PML/RARa Interferes with NRF2 Transcriptional Activity Increasing the Sensitivity to Ascorbate of Acute Promyelocytic Leukemia Cells.

: NRF2 (NF-E2 p45-related factor 2) orchestrates cellular adaptive responses to stress. Its quantity and subcellular location is controlled through a complex network and its activity increases during redox perturbation, inflammation, growth factor stimulation, and energy fluxes. Even before all-trans retinoic acid (ATRA) treatment era it was a common experience that acute promyelocytic leukemia (APL) cells are highly sensitive to first line chemotherapy. Since we demonstrated how high doses of ascorbate (ASC) preferentially kill leukemic blast cells from APL patients, we aimed to define the underlying mechanism and found that promyelocytic leukemia/retinoic acid receptor α (PML/RARa) inhibits NRF2 function, impedes its transfer to the nucleus and enhances its degradation in the cytoplasm. Such loss of NRF2 function alters cell metabolism, demarcating APL tissue from both normal promyelocytes and other acute myeloide leukemia (AML) blast cells. Resistance to ATRA/arsenic trioxide (ATO) treatment is rare but grave and the metabolically-oriented treatment with high doses of ASC, which is highly effective on APL cells and harmless on normal hematopoietic stem cells (HSCs), could be of use in preventing clonal evolution and in rescuing APL-resistant patients.
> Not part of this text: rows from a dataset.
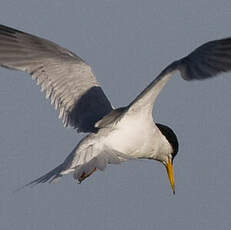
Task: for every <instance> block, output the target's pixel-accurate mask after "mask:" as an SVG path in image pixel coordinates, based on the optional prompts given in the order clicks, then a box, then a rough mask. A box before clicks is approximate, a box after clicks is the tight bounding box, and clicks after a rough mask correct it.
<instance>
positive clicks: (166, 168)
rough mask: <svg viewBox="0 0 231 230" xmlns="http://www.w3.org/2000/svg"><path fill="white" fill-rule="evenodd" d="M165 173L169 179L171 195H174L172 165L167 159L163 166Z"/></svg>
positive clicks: (174, 178)
mask: <svg viewBox="0 0 231 230" xmlns="http://www.w3.org/2000/svg"><path fill="white" fill-rule="evenodd" d="M165 167H166V170H167V173H168V178H169V182H170V184H171V187H172V191H173V194H175V177H174V167H173V163H172V159H171V158H168V162H167V164H166V165H165Z"/></svg>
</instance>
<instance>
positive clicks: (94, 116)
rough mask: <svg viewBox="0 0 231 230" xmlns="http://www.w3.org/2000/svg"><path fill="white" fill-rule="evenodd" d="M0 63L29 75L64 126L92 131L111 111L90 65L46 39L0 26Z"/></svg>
mask: <svg viewBox="0 0 231 230" xmlns="http://www.w3.org/2000/svg"><path fill="white" fill-rule="evenodd" d="M0 66H2V67H6V68H10V69H15V70H21V71H25V72H27V73H29V74H31V75H32V78H33V79H35V80H36V81H37V84H38V85H40V86H41V90H42V91H45V92H46V98H50V100H51V103H52V104H54V106H55V108H56V109H59V111H60V113H59V118H61V119H62V120H63V122H64V125H65V126H67V125H70V126H72V127H74V128H78V130H79V131H83V132H92V131H94V124H95V123H96V122H97V121H98V120H100V119H101V118H102V117H103V116H105V115H106V114H108V113H109V112H110V111H111V110H112V106H111V104H110V102H109V100H108V99H107V97H106V96H105V94H104V92H103V90H102V89H101V87H100V85H99V83H98V82H97V80H96V78H95V76H94V74H93V72H92V70H91V68H90V66H89V65H87V64H86V63H85V62H84V61H83V60H82V59H81V58H80V57H78V56H76V55H75V54H74V53H72V52H71V51H69V50H67V49H64V48H62V47H60V46H58V45H57V44H55V43H53V42H51V41H48V40H46V39H43V38H39V37H36V36H34V35H30V34H28V33H24V32H22V31H18V30H15V29H12V28H9V27H6V26H3V25H0Z"/></svg>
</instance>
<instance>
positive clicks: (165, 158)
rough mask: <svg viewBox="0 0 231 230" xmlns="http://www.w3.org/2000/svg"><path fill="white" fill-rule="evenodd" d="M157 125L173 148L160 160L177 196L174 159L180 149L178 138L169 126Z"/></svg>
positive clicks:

The forkhead box C1 (FOXC1) transcription factor is downregulated in acute promyelocytic leukemia.

Forkhead box (FOX) genes encode transcription factors, which regulate embryogenesis and play an important role in hematopoietic differentiation and in mesenchymal niche maintenance. Overexpression of the family member FOXC1 has been reported in solid tumors and acute myeloid leukemia (AML). We studied FOXC1 expression and function in acute promyelocytic leukemia (APL) and normal hematopoietic progenitors. FOXC1 mRNA and protein levels were significantly lower in primary marrow samples from 27 APL patients, as compared to samples obtained from 27 patients with other AML subtypes, and 5 normal CD34+ hematopoietic cells. FOXC1 expression significantly increased in APL samples at the time of remission following consolidation treatment. In cell lines overexpressing PML-RARA, and in the NB4 t(15;17)-positive cell line, FOXC1 expression was lower than in other non-APL cell lines, and increased following treatment with all-trans retinoic acid (ATRA), due to functional binding of ATRA to the FOXC1 promoter region. Reduced FOXC1 expression was also associated to DNA hypermethylation of the +354 to +568 FOXC1 region, both in primary APL, and in NB4 cells. Treatment of NB4 cells with decitabine demethylated FOXC1 and upregulated its expression. Our findings indicate that FOXC1 is consistently repressed in APL due to hypermethylation and the presence of the PML-RARA rearrangement. A potential role of hypomethylating treatment in advanced APL remains to be established.